AT&T also released a document discussing "facts around AT&T & Michael Cohen" that is available here.
Avenatti grabbed headlines by saying that it may have been Vekselberg, not Trump, who reimbursed Cohen for a $130,000 payment to Daniels.
The New York Times on May 5 ran an extensive feature on Cohen's "shadowy business empire" and his alleged ties with Russian mobsters. The contract lasted for one year, from January through December 2017, at a rate of $50,000 per month, and was only for advisory services and consulting. Called Columbus Nova, Vekselberg's firm paid $500,000 to Cohen's DE entity, which, as it had turned out, was used for hush money payments, including the payment made to Stormy Daniels.
South Korea's Korea Aerospace Industries also said it hired the consultancy for services on accounting matters.
On Wednesday, Avenatti took to Twitter to encourage media outlets to investigate the alleged SARs filed on Cohen's Essential Consulting. An attorney for Vekselberg did not respond to a request for comment, nor did representatives for his company in Russian Federation.
Former federal prosecutor Renato Mariotti told Law&Crime "It appears that Cohen may have violated FARA, but for it to be a crime, Cohen would have had to do so knowingly and willfully".
While Novartis said it got little from Cohen, the arrangement dragged Novartis into Special Counsel Robert Mueller's probe into suspected Russian meddling in the US presidential election. He built his fortune, now estimated by Forbes at $14.6 billion, by investing in the aluminum and oil industries.
That was how one employee of the Swiss drug giant Novartis described the company's relationship with President Donald Trump's personal lawyer Michael Cohen on Wednesday after leaked financial reports revealed that the pharmaceutical firm paid Cohen $1.2 million between February of 2017 and early 2018.

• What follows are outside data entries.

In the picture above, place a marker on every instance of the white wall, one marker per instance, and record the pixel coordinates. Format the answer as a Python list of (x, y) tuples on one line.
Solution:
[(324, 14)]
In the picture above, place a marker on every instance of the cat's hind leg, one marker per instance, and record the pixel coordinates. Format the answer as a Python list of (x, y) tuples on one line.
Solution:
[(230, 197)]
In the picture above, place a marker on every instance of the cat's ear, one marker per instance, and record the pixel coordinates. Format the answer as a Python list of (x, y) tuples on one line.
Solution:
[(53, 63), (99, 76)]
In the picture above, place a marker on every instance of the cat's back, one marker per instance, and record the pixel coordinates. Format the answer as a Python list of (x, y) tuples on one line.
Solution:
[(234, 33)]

Cohen appears to have engaged Novartis in NY in "political activities for or in the interests of such foreign principal" and within the United States solicited and collected monetary contributions related to "US healthcare policy matters".
Payments to the companies 'may well have been used to influence the president of the United States, using Michael Cohen and his shell company as a conduit, ' Democratic Senator Richard Blumenthal said.
At the time, AT&T said that Stephenson had "a very good meeting" with Trump but that the Time Warner merger "was not a topic of discussion".
Even though the pledge didn't apply, Brendan Fischer of the non-profit Campaign Legal Center said Cohen's arrangement shows that Trump has failed to "drain the swamp" in Washington as he promised he would do. Millions of dollars flowed into the firm from companies that believed, for the right price, the President's fixer could assist them.
There are multiple reasons why a multinational drugmaker like Novartis might want counsel on "U.S. healthcare policy matters" as a new administration took over.